I'm not new to the site, but I am new in the fact that now I'm registered and in need of help. I am going to copy and paste (a rather lengthy, sorry) a post I was asking help for on another site. I'd like your guys' advice.
Let me start by saying, I am a guy. I don't see myself as a gay person, that isn't the issue here. I have recently had an encounter that has thrown everything I know about straight people out the window. I am in my 3rd year at university and I just recently made some new friends. We've already gotten comfortable enough to goof off around each other. In goofing off, me and one of my friends, let's call him "Brad", somehow began a stupid game of 'gay chicken'
Now, if you don't know what 'gay chicken' is, it's basically a game where two guys go in for a kiss and the first to back away is the loser. It's a nice way to get girls to go a little crazy.*
Anyway, we both went in and smacked lips. There was an awkward laughter moment afterward. "Brad" then just basically went back to doing what he was doing before, but it just didn't seem as playful and joking as the few other times I've goofed off like that with my other friends. He's also played it with a couple other people around me, but never went all the way in. He's even mentioned that time he actually kissed me, in front of other people.*
I really like this guy, as a friend. I certainly don't want to say or do anything to ruin this friendship, but he is just different from anyone I've known, not in a relationship-wise way, but just as a person I guess.*
A while back, we had a rather (very) awkward conversation, just the two of us, in his car. We were headed to a party and he wanted someone to ride with him. I offered. As we were leaving he jokingly told everyone else, as we were heading to his car, "hey, we're off to have sex, everyone okay with that?". Our friends know we joke like that. It was fine until our conversation in the car. It was basically:
"Brad": Does this mean we're gay now?
Me: Nah, no way man.
"Brad": Well college is the time for experimentation.
Me: I thought that's what camp was for. (jokingly)

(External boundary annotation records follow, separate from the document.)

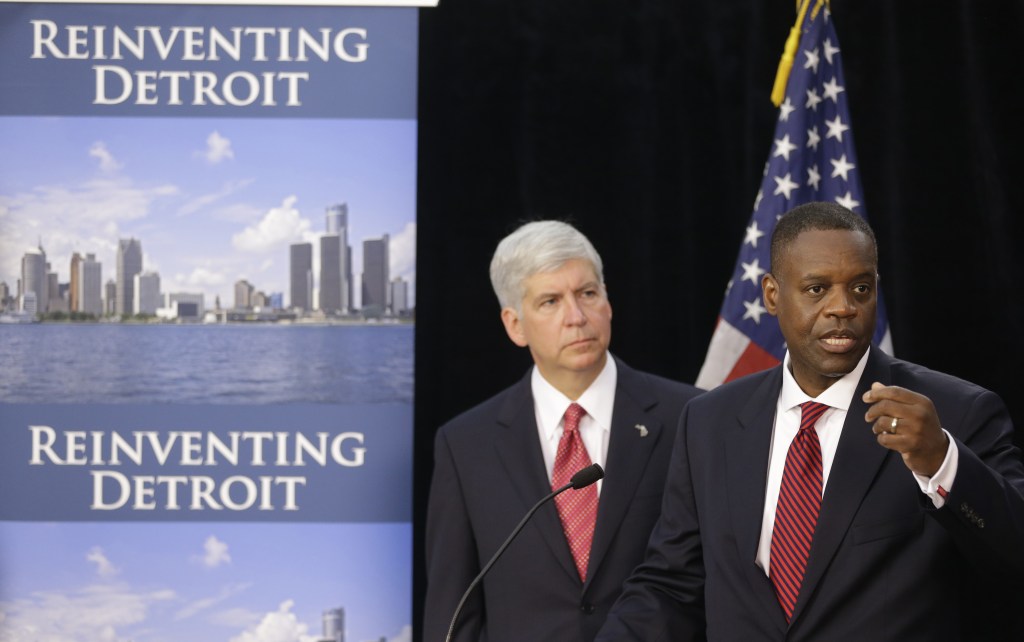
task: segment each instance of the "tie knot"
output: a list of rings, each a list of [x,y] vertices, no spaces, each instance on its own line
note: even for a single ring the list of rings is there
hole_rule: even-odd
[[[580,420],[583,416],[587,414],[587,411],[583,410],[583,406],[577,402],[569,403],[569,408],[565,411],[563,419],[565,420],[564,430],[565,432],[572,432],[580,427]]]
[[[818,423],[821,416],[825,414],[830,405],[827,403],[818,403],[817,401],[804,401],[800,404],[800,429],[806,430],[808,428],[813,428],[814,424]]]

"Brad": Well, I never went to camp.
Me: Me either...
"Brad": So does this mean you're bit gay.
Me: No. Sorry. I'm not.
"Brad" (hesitantly and quick): I mean, me neither.*
That was the end of that conversation. We were both sitting in a ton of awkward silence after that. It's the strangest conversation I've ever had with another guy. I wouldn't say I'm attracted to other guys, but I'd like to know if this guy is interested in me. I really want to know. I would probably entertain that possibility, no lie.*
We literally met two months ago and he's really cool. I love hanging out with this guy and he has the craziest sarcastic sense of humor, much like myself. So much so, it's hard to tell when he's joking and when he's being serious. But after the legitimate kiss, then that conversation, I just don't know how to approach the question of "Are you gay?" or "Do you like me like that?" or "Was that kiss just part of a game?" without harming our friendship.
I have another friend that I joke with, almost at the same level, who happens to have a girlfriend, so I know it means nothing. “Brad” on the other hand, is just different in that I can’t tell if he’s being serious or not. I do know he's had at least one girlfriend before. He did introduce me to his sister who knew my name. When asked how she knew my name she said it was because “Brad” had showed her my picture. From where, I don’t know, but it’s just the little things like that, that keep adding up. He is very flirtatious with girls, but the ones he is that way around, either have a boyfriend already, or are not interested in him that way. (sorry if I sound jouvenile or childish in my rants).
Now, on Friday, I was at his apartment for a party. I got drunk enough to need the couch for the night. It's not the first time I've stayed over and it's never a big deal. As I was laying there I overheard him, in his room (with a girl, not talking at first, if you catch my drift) start to talk about "Mary".
Now, "Mary" is a girl he has confessed to liking a lot. They aren't really together because he just hasn't pulled the trigger on it. I overheard him explaining how much he really likes her, to the girl he was sleeping with that night. He said he enjoys people who are serious with him, but he always feels like he can't be serious with anyone. He's always a jokester and its true, he has a hard time being serious around people.
I love this guy like a brother and would definitely entertain the idea of getting to know him better and more intimately.
The crux of this gigantic post is; how can I explore the feelings I have for him, as he's sending signals of potentially being bisexual as well, without compromising our friendship of his interest in this girl he likes?